A school district can spend $2,500 per student on a year’s worth of special education, Fongheiser said. A well-managed program can pare down the headcount to only those students who truly need the service, while also reducing the time students may spend in therapy. School administrators typically aren’t trained to manage therapy, while therapists don’t know the administrative side. “So there is no birds-eye view of program management, no vision for initiatives and certainly no ability to push that agenda through all the levels of bureaucracy in a district,” Fongheiser said.
“There is no one looking at the big picture of how a child enters into the case load and how they come off that case load,” Hackett said.
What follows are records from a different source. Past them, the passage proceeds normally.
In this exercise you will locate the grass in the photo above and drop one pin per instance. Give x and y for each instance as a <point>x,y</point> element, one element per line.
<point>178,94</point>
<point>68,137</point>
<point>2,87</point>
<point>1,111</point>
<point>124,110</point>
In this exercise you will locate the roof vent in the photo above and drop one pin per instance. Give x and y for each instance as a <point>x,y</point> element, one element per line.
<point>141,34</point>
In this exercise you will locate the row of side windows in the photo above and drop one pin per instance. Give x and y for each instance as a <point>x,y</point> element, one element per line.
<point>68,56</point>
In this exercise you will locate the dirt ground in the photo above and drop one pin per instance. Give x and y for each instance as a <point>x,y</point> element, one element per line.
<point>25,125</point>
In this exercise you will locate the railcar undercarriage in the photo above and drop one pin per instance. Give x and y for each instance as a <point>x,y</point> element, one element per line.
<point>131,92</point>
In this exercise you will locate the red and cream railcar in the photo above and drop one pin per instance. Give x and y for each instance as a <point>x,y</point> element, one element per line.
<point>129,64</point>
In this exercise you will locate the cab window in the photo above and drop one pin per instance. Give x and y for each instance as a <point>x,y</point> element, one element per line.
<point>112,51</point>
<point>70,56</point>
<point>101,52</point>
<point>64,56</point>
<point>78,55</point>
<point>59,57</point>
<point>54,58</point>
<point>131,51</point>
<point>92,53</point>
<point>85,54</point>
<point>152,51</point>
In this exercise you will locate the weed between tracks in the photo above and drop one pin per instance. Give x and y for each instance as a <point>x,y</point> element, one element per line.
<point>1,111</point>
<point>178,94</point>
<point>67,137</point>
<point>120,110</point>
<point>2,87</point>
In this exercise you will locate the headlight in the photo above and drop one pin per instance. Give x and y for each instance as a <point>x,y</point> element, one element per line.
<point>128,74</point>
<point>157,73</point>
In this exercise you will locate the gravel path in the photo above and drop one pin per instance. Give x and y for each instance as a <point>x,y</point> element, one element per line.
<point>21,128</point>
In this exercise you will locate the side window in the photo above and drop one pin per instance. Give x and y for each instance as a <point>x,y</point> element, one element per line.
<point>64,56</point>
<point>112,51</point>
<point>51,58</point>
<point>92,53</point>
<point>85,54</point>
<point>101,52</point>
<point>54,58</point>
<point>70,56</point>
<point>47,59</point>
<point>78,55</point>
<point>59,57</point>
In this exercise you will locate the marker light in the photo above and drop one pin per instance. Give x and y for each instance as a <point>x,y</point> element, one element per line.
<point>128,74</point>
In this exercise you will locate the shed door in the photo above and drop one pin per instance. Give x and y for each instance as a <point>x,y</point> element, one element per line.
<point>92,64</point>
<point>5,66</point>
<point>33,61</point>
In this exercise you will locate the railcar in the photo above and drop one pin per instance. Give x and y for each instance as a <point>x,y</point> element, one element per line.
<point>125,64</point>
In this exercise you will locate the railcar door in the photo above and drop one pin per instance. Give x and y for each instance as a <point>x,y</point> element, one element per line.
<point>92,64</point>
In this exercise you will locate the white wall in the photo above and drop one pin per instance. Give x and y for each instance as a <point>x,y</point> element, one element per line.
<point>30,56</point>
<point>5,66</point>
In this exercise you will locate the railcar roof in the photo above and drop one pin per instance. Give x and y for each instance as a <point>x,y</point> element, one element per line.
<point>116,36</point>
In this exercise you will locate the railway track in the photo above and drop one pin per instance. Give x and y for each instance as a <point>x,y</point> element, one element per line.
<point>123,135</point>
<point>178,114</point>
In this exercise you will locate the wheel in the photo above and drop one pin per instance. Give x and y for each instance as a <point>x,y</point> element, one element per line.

PTS takes that long view, consulting with all players, “so that we have the right kids on that case load and so that costs are controlled as well.” To that end the business has developed its own financial dashboard, BudgetWatch, to track critical expenditures within a client’s program. “We can tell you how much a district spent on travel between buildings, if we need to. We know how much time is spent in meetings, we know how much time is spent on paperwork,” Fongheiser said.
By understanding how therapists use their time, PTS can streamline operations. Internally, PTS has a productive hierarchy. Between the partners and the practitioners there stands a line of middle management, the directors of clinical services. They oversee each program and guide the client through any managerial sticking points. “One hundred percent of their job is to be problem-solvers for therapists in school districts. They don’t carry any case load, they don’t generate a dime of revenue,” Fongheiser said.
Those are the services that have kept Casey Yarnall coming back over the past five years. As a supervisor of accounts in the West Chester Area School District, she has been tapping PTS for its personnel support and management expertise for five years. “They help problem-solve issues with many members of the team,” Yarnall said. “If a therapist and a principal don’t agree, they will step in to see if they can find some common ground. Maybe one of the parties doesn’t understand the situation, and PTS is able to shed some expertise.”
The business faces its share of challenges. In particular, school districts only budget throughout a part of the year. Miss the window and you’re out of the game for 12 months. As a result, PTS typically faces a two-year sales cycle. Careful budgeting and a solid book of ongoing business make the lag manageable.
Then there is that bit about passion, not to be overlooked. When we spoke, Hackett had just returned from 10 days in India where she worked in a school for children with multiple disabilities. “To those who much has been given, much is expected,” she said. “Diana and I share a passion for doing good in the world, and the fact we can be in business doing this: It’s an amazing life.”